Of course, it wouldn’t be proper to land at 2344 hours on the return trip, which is to say to come back a minute before I had left. There would then be two of me in the same room, which produces the Paradox of Duplication, a sub-species of the Cumulative Paradox, and is certain to bring a reprimand or worse if the Time Patrol hears of it. No: precise coordination is necessary.

Another problem is the difficulty of making an exact point-to-point shunt. The inn where my group was lodged in 537 would almost certainly no longer exist by 1175, the year of my immediate destination. I couldn’t blindly shunt forward from the room, because I might find myself materializing in some awkward place later constructed on the site — a dungeon, say.

The only safe way would be to go out in the street and shunt from there, both coming and going. This, though, requires you to be away from your tourists more than sixty seconds, just figuring the time necessary to go downstairs, find a safe and quiet place for your shunt, etc. And if a Time Patrolman comes along on a routine checkup and recognizes you in the street and asks you why the hell you aren’t with the clients, you’re in trouble.

Nevertheless I shunted down the line and got away with it.

I hadn’t been in 1175 before. It was probably the last really good year Byzantium had.

It seemed to me that an atmosphere of gathering trouble hung over Constantinople. Even the clouds looked ominous. The air had the tang of impending calamity.

Subjective garbage. Being able to move freely along the line distorts your perspective and colors your interpretation. I knew what lay ahead for these people; they didn’t. Byzantium in 1175 was cocky and optimistic; I was imagining all the omens.

Manuel I Comnenus was on the throne, a good man, coming to the end of a long, brilliant career. Disaster was closing in on him. The Comnenus emperors had spent the whole twelfth century recapturing Asia Minor from the Turks, who had grabbed it the century before. I knew that one year down the line, in 1176, Manuel was going to lose his entire Asian empire in a single day, at the battle of Myriocephalon. After that it would be downhill all the way for Byzantium. But Manuel didn’t know that yet. Nobody here did. Except me.

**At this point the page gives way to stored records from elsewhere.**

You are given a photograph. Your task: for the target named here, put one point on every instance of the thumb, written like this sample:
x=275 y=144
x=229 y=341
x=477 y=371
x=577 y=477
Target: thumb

I headed up toward the Golden Horn. The upper end of town was the most important in this period; the center of things had shifted from the Haghia Sophia/Hippodrome/ Augusteum section to the Blachernae quarter, in the northernmost corner of the city at the angle where the city walls met. Here, for some reason, Emperor Alexius I had moved the court at the end of the eleventh century, abandoning the jumbled old Great Palace. Now his grandson Manuel reigned here in splendor, and the big feudal families had built new palaces nearby, all along the Golden Horn.

One of the finest of these marble edifices belonged to Nicephorus Ducas, my many-times-removed-great-grandfather.